Street-smart Amber Jamison is mortified when she finds herself “bound up like a sushi roll” in a van, potentially the next victim of a serial killer terrorizing Johnson City, Tennessee. Before the Pokémon-obsessed psycho can finish her off, she's rescued by a ski mask–wearing woman armed with a cattle prod who disappears before Amber can learn why this mysterious stranger is hunting serial murderers. Escaping the Pikachu Killer is just the start of our protagonist's misadventures. After an FBI agent calls to set up an interview, Amber, fearful that law enforcement may have uncovered her grifter past, flees her carefully built life as a college student and heads to Las Vegas, where she settles in at the seedy Getaway Motel. Her reprieve, though, is brief; Grace, Amber’s ski mask–wearing savior, arrives on her doorstep, warning that the killer she’s pursuing is stalking Amber, and is later attacked. Amber must rely on her best grifter skills and the support of noir-loving motel manager Dot, romantic interest and sex worker with a heart of gold Marcella, and the injured Grace to catch a monster.
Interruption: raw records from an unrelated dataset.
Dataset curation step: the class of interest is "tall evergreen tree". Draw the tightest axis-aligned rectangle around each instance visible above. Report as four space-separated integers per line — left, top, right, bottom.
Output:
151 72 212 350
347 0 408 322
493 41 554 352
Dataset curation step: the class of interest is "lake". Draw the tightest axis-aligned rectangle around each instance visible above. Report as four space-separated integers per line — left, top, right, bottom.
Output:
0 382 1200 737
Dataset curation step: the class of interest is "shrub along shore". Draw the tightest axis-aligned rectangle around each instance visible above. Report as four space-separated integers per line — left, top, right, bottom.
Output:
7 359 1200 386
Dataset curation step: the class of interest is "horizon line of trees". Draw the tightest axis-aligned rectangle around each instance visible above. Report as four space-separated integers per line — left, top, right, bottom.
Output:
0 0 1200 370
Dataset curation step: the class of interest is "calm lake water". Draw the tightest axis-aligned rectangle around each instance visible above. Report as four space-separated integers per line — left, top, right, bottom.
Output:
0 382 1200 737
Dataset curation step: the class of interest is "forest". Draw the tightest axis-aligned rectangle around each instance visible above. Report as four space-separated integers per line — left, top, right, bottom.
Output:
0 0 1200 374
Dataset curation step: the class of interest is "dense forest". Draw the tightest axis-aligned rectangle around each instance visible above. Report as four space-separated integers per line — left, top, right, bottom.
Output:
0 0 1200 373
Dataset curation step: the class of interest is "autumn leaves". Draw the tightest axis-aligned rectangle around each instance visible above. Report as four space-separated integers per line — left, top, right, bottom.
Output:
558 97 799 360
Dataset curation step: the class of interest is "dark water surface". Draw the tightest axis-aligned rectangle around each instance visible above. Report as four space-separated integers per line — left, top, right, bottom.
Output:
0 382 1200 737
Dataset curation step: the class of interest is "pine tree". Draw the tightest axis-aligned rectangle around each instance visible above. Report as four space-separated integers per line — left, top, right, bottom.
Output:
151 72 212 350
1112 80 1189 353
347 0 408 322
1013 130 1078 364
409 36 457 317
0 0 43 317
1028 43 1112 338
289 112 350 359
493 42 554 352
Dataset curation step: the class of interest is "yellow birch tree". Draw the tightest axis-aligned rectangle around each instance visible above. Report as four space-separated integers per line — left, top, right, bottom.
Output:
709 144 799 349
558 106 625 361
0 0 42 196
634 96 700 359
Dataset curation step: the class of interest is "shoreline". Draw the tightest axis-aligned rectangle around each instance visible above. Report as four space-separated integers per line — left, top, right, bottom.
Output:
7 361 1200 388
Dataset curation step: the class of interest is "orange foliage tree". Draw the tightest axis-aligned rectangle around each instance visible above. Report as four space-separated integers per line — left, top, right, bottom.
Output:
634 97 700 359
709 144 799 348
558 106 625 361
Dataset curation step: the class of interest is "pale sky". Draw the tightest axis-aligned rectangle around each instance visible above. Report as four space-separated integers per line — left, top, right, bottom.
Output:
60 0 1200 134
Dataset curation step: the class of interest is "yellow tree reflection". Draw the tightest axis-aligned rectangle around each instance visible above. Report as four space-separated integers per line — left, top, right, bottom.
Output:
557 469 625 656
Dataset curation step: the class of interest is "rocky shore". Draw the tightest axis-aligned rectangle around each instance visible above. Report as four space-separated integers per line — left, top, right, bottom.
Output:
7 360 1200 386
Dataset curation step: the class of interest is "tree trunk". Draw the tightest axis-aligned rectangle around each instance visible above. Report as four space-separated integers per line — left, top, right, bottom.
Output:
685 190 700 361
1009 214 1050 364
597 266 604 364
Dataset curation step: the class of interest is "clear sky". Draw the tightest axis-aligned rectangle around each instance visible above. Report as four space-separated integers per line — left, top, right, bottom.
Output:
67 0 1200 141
Mixing snarky humor that often falls flat and increasingly far-fetched situations with gruesome serial killings makes for a queasy read. Also suffering from queasiness is a lead character who constantly vomits to reveal her emotional turmoil, whether from fear, panic attack, drugs and booze, or revealing her innermost secrets. That’s just lazy writing. The switch from Amber’s sarcastic first-person narration to the solemn third person to reveal the serial killer’s backstory feels clunky and manipulative. Underneath this mess lie the bones of a good thriller about resourceful, empowered women who team up to fight back.
Evanovich fans may enjoy, but devotees of harder-edged thrillers will be disappointed.